Doug Peta, chief investment strategist at BCA Research, the bat is short… Increase the proportion of cash

“Inflation-driven stock market volatility will continue throughout the year.”

Doug Peta, chief investment strategist at BCA Research, a global economic analysis firm, said in an interview with the Korea Economic Daily on the 2nd (local time), “There are not many people who have experienced inflation like it is now. It is reasonable to expect that,” he said.

He predicted that stock prices would move more widely than usual this year due to interest rate hikes and other factors. However, as time goes by, the adjustment range will become smaller. “The market is short-focused and does not stay on one issue for long,” said Peta strategist. “The market will dance according to the consumer price index (CPI) and monetary policy of the US Federal Open Market Committee (FOMC), but the impact will gradually diminish. will,” he predicted.

During these times, he advises, it is better to shorten the holding period than usual. This means buying when the stock price falls relatively large and then selling when the stock price rises. Peta strategist explained, “It is better to hold the buying and selling period shorter than usual and holding more cash.” “This is a way to use volatility as an opportunity.”

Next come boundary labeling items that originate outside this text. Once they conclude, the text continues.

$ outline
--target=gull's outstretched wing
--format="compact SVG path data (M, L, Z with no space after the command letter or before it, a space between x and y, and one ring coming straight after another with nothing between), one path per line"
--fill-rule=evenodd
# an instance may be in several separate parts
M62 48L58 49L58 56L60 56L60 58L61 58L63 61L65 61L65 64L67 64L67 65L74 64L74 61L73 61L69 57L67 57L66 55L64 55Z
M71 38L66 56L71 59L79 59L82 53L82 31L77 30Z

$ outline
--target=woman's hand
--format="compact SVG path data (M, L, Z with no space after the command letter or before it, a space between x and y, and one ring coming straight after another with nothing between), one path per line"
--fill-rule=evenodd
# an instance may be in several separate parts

Energy and financial stocks were selected as sectors that investors might be interested in. We have taken a neutral stance on tech stocks. In addition to raising interest rates, government regulations are continuing. He predicted, “It is difficult for big tech (large information technology companies) that are already large to rise by an additional 20 to 30 percent.”

He said he sympathizes with the criticism that the US central bank (Fed) is slow to respond to inflation. “The Fed did not expect the CPI to jump 7.5% in January this year compared to the same period of the previous year,” said Peta strategist.

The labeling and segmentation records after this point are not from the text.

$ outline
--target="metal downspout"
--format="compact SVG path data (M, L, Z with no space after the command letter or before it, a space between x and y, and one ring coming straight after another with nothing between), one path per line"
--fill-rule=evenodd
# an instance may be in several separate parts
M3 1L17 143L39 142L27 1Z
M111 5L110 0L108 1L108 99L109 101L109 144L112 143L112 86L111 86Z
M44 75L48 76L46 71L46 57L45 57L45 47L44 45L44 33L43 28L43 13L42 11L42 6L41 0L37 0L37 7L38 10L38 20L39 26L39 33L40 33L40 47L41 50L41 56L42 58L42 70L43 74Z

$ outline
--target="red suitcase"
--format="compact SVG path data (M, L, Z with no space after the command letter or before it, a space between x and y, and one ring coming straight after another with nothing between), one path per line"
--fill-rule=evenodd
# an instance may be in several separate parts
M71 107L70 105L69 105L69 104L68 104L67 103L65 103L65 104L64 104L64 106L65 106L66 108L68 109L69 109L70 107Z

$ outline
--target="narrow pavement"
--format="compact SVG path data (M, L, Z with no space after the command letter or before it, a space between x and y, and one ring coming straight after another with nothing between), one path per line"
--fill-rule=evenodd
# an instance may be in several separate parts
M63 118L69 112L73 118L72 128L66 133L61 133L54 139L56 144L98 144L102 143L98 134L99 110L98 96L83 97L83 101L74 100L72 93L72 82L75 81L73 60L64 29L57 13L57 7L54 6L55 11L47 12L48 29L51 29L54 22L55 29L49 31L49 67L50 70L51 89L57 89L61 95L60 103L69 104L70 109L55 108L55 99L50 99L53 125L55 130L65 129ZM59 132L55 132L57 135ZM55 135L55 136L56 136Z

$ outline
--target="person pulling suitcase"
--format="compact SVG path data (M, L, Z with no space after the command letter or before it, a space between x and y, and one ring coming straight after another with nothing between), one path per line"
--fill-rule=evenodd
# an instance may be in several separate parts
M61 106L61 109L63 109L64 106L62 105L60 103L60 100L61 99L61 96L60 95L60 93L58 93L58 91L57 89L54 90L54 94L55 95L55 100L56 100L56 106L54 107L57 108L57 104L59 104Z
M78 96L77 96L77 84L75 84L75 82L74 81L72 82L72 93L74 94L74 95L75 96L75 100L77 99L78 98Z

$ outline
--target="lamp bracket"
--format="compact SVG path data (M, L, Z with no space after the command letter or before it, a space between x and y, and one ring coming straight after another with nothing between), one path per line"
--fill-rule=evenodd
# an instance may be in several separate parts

However, his observation is that it is unlikely that interest rates will be raised by 50 basis points (0.5 percentage points) at once. “Even if you look at consumer expectations for inflation, consumer sentiment, and the movement of long-term government bond interest rates, no one will be concerned regarding hyperinflation in the 1920s,” said Peta strategist.

Peta strategist did not expect the war in Ukraine to have a significant impact on US stocks.